Acolher sem julgar. E ponto. E aos cristãos deixo a pergunta: não é isso que o próprio Cristo pregava?

Lula não fala de aborto para hipócritas que adulam Bolsonaro. Também não fala para mulheres ricas que podem praticar o aborto sem comprometer as próprias vidas - e depois são seduzidas pelo discurso conservador do bolsonarismo.

Tampouco Lula fala para homens covardes como Jair Bolsonaro, que diante da hipótese do aborto em seus relacionamentos, terceirizam a responsabilidade e a decisão para a mulher.

Lula fala do aborto na defesa de mulheres que muitas vezes são vítimas de "estupros consentidos" em relações patriarcalistas, em uma cultura machista e misógina do país - muitas vezes com a anuência de religiões que criticam o aborto.

Mulheres que, muitas vezes, não tiveram oportunidade e informação de como se prevenir ou foram coagidas a não usar métodos contraceptivos por esses mesmos pastores. 

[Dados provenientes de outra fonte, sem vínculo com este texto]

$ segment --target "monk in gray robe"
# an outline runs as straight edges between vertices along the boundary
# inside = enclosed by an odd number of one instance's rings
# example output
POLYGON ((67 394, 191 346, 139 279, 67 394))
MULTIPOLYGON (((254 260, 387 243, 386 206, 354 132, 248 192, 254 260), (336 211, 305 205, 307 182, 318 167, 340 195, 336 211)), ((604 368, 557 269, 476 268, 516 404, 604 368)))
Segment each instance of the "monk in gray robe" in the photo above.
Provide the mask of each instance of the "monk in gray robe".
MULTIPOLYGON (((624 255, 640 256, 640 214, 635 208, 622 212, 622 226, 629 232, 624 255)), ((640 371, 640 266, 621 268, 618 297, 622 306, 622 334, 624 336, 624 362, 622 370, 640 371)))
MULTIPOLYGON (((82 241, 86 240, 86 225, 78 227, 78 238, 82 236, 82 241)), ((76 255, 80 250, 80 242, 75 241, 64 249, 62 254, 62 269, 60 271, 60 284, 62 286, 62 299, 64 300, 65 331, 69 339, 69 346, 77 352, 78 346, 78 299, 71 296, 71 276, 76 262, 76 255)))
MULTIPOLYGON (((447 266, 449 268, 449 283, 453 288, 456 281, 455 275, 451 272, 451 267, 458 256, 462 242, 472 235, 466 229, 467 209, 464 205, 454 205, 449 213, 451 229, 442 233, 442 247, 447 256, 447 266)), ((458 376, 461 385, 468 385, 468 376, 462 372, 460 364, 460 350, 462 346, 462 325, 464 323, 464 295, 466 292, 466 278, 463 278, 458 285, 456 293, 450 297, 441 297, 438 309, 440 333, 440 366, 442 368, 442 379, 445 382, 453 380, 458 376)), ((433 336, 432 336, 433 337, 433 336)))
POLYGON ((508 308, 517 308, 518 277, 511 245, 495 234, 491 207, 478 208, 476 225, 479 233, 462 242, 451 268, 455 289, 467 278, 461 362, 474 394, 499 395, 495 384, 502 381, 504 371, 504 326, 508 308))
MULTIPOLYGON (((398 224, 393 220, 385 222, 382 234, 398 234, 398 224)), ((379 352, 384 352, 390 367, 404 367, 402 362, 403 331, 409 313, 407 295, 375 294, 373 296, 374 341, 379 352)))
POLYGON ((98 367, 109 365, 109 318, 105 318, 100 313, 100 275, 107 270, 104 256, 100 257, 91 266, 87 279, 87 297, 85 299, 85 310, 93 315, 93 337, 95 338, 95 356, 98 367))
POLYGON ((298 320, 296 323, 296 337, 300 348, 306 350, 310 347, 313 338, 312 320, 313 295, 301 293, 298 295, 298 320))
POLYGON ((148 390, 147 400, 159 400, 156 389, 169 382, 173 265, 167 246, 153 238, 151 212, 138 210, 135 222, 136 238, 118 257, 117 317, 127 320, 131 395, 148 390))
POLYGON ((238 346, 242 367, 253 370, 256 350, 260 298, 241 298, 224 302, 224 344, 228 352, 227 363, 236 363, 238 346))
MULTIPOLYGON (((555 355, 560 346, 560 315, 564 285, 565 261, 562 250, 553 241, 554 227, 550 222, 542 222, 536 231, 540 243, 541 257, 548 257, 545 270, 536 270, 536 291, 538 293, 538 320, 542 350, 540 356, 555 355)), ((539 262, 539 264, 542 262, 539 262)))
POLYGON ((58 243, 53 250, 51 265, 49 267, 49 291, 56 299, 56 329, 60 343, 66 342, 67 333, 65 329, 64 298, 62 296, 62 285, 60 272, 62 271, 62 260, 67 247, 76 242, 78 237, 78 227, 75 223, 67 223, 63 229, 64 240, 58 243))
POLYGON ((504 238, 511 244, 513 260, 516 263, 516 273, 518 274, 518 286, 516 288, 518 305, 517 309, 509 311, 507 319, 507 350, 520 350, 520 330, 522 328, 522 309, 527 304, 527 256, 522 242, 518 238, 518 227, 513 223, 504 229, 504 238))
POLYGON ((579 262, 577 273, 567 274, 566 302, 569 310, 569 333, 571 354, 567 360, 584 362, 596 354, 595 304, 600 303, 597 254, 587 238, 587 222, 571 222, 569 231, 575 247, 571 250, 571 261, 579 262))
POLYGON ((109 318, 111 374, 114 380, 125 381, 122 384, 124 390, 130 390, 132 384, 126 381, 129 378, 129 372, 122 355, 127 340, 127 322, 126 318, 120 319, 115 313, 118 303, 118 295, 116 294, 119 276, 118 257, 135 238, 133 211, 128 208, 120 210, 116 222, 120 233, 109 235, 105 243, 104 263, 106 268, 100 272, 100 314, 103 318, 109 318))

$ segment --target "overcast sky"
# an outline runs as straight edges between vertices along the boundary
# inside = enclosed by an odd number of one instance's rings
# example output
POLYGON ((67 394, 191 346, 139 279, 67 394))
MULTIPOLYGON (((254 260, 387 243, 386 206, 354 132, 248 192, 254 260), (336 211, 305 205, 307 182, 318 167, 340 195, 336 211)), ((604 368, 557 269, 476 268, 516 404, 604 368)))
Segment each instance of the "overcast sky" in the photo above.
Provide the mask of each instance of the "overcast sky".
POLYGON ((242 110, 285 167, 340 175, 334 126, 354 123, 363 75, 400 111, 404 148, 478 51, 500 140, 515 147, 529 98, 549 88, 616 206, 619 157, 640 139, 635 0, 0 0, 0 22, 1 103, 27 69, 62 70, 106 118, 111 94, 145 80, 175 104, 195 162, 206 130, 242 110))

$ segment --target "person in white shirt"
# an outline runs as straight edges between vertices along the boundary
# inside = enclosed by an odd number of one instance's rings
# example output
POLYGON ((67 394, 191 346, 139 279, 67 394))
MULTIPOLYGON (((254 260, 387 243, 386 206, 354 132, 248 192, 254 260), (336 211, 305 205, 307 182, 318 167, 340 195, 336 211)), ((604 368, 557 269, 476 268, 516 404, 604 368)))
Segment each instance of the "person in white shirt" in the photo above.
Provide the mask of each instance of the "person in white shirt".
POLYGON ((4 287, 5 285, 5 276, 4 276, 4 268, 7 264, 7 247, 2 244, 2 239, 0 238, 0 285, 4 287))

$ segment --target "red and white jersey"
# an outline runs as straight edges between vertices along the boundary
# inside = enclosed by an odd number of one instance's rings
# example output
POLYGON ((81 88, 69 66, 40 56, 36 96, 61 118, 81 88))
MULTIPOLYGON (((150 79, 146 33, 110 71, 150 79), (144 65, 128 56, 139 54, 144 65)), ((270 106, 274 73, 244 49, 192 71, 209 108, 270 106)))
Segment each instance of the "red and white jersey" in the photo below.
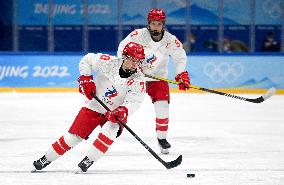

Lula fala para mulheres em desespero, que muita vezes recebem a notícia de uma gravidez indesejada e precisam tomar a decisão mais difícil de suas vidas por não terem como sustentar ou, de alguma maneira (sem julgamentos), levar adiante essa gestação. Muitas vezes por essas crianças serem filhas de pais covardes e/ou ausentes.

Lula antecipa acertadamente o debate sobre o aborto para que milhões de brasileiros não caiam numa discussão rasa e eleitoreira às vésperas de irem às urnas e sejam comovidos por fake news criadas para destruir reputações e eleger hipócritas covardes como Bolsonaro, que usam uma questão de saúde pública para manipular e chegar - ou se manter - no poder.

Lula acerta: aborto é uma questão de saúde pública e, como tal, deve ser debatida desde sempre na sociedade - e não distorcida em templos e campanhas eleitorais.